I didn't ask for a salary, but one day the head of the course gave me about 2,000 Afghanis—the equivalent of 40 dollars. They were my first-ever earnings. I was so proud I almost cried. I didn't spend the money. I kept it in my purse and just kept looking at it. I wanted to keep it there forever.

As the snow started to fall I was finally feeling happy. I passed my university entrance exam and got a place at medical school to train to be a doctor. I was teaching and I had some independence. The raw, angry hole in my heart that was my mother's absence was still there, but the pain had dulled to a manageable level.

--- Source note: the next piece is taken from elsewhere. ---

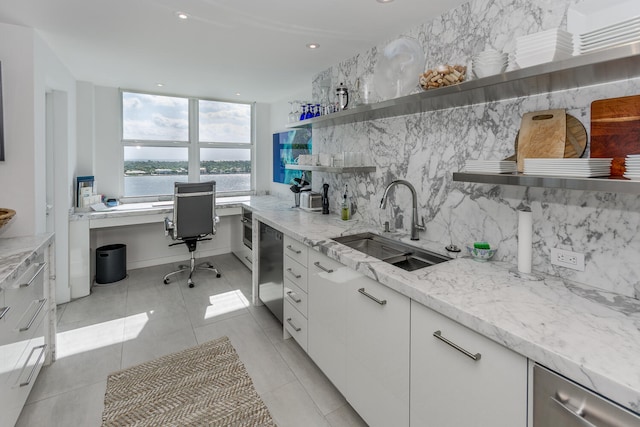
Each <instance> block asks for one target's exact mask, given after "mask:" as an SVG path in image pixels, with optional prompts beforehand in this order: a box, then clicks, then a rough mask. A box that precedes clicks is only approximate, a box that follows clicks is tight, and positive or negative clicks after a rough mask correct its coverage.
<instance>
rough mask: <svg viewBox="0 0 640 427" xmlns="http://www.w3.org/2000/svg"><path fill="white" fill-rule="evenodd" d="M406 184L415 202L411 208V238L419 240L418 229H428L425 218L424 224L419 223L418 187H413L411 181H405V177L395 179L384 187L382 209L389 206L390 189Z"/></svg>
mask: <svg viewBox="0 0 640 427" xmlns="http://www.w3.org/2000/svg"><path fill="white" fill-rule="evenodd" d="M398 184H404V185H406V186H407V187H408V188H409V190H411V201H412V204H413V209H412V210H411V240H418V239H419V238H420V236H418V230H422V231H424V230H426V227H425V225H424V218H423V219H422V224H418V196H417V195H416V189H415V188H413V185H411V183H410V182H409V181H405V180H404V179H396V180H395V181H391V183H390V184H389V185H387V188H385V189H384V193H383V194H382V200H381V201H380V209H384V208H385V207H386V206H387V196H388V195H389V190H390V189H391V188H392V187H394V186H396V185H398Z"/></svg>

The fighting was becoming more and more sporadic those days. Rabbani's government had finally achieved a degree of calm. In the summer of 1995, a peace agreement was brokered. Hekmatyar agreed to lay down his arms in return for the position of prime minister within the Rabbani government. The motive behind the peace agreement was the growing influence of the Taliban in the south. No one knew much about the Taliban, other than that they were religious students who had studied at the
madrassas
in the border regions between Afghanistan and Pakistan. Stories abounded about how these young men wore white clothes and called themselves the “angels of rescue.” Villagers living in the south, like people throughout Afghanistan, had grown tired of the civil war, the lack of rule of law and the weak central government. As the fighting raged in Kabul, people living in quieter provinces had felt ignored and neglected. Their overwhelming poverty had not disappeared but had only worsened in the chaos, and they were desperate for a proper government that could help them. These men who called themselves angels arrived in villages on the back of pickups and set about restoring order and security at the community level. They were like self-styled vigilantes, but for people who had been too scared to open their shops for fear of looting or to send their children to school, these vigilantes started to make individual neighborhoods safe. That was enough to foster confidence in them.